Some tumors like Ewing sarcoma or synovial sarcoma may carry individually one of a spectrum of tumor specific cytogenetic or molecular genetic abnormalities. In retrospective studies, it has been claimed that the prognoses for these tumor entities was influenced by the specific molecular-defined translocation type [46-48]. These appeared in these first studies a powerful prognostic indicator and in case of synovial sarcoma even a predictor of the biphasic versus the monophasic subtype. In due course however, based on either prospectively collected cases treated in the context of a clinical trial or large national sarcoma databases, the prognostic value of these subtypes of translocations has been questioned for both tumor types [49-52]. Next to the specific translocations, some sarcomas, especially well documented in Ewing sarcoma, harbor numerical chromosomal abnormalities, deletions of the p16 region or additional point mutations in p53 [53-57]. These abnormalities are most often grossly overlooked when applying an RT-PCR approach just focusing on the known fusion breakpoints. An important role in tumor progression and prognosis has been claimed for these additional, nontumor-specific events. In case of metastatic GIST, the prognosis is highly correlated to the response to tyrosine kinase-inhibiting drugs [58]. While also immunohistochemical phenotypic markers have been studied with potential prognostic impact [59], these failed to show prognostic impact in contrast to clinical [60] and morphological [61] parameters. Here, especially the type of mutation in KIT or PDGFRA appears to have an important impact on response to tyrosine kinase inhibition [62, 63]while additional molecular events superimposed to the original tumor-specific ones like those described earlier for Ewing sarcoma are increasingly more of interest in studying resistance [64,65] and tumor progression [66].

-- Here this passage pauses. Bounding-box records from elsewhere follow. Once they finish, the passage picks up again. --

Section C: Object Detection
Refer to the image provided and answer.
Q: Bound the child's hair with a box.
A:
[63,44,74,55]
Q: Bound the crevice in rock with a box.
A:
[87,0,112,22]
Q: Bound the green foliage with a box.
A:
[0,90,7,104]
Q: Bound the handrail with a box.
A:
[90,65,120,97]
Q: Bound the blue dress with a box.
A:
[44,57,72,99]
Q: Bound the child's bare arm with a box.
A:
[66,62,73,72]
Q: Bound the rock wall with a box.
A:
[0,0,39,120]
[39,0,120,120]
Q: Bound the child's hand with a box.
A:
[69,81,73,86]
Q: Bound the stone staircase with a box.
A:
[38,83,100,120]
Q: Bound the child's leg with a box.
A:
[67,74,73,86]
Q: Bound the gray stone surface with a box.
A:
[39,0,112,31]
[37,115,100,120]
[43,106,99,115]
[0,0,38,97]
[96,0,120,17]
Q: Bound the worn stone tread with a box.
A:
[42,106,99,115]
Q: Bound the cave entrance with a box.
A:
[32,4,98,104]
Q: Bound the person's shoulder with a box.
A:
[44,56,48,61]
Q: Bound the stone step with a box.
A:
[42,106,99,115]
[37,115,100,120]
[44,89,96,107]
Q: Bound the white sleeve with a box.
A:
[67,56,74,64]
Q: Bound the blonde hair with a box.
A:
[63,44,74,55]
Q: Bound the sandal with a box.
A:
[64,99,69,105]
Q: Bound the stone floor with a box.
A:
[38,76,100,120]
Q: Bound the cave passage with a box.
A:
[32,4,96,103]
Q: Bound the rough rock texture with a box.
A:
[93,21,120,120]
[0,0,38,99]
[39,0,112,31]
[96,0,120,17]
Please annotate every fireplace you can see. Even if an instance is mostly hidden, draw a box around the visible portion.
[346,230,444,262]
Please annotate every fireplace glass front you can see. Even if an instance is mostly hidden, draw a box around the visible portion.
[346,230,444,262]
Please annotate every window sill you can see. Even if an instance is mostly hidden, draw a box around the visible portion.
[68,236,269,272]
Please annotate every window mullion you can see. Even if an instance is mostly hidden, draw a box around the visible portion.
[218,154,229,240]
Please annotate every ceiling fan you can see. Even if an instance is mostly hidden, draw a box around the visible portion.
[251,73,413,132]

Identification of molecular targets for treatment

With the identification of some of the specific changes in sarcomas, therapeutic targets were disclosed. The most well-known example is KIT/PDGFRA mutations in gastrointestinal stromal tumors of which the constitutively active signaling and subsequent tumor growth can be inhibited using tyrosine kinase inhibitors such as imatinib (STI571, Gleevec) [67]. Also, specific translocations have revealed targets for therapy. The COL1A1-PDGFB fusion product in dermatofibrosarcoma protuberans signals through the PDGF receptor in an autocrine loop [8], of which the signaling can be blocked using tyrosine kinase inhibitors acting at PDGFR such as imatinib. Imatinib treatment of this superficially located low-grade sarcoma can be beneficial to reduce tumor size in otherwise inoperable tumors.

Conclusion

Molecular and cytogenetic studies performed over the past decades have been proven to have major impact in identification, classification, and in some cases, prognostication of a large variety of sarcomas. With regard to diagnosis, the use of molecular techniques for an array of tumor entities has found their way into routine clinicopathological practice. Like the treatment of sarcomas, the application of molecular techniques needs to be under strict protocol and in morphological context in order to avoid disastrous mistakes in tumor classification. Here, a need for vigorous (multi) national quality control assessments, centralization not only of treatment but also of (molecular) diagnosis and development of (multi) national guidelines [68-71] is a future view which needs attention of the pathology community as well as health-care decision makers.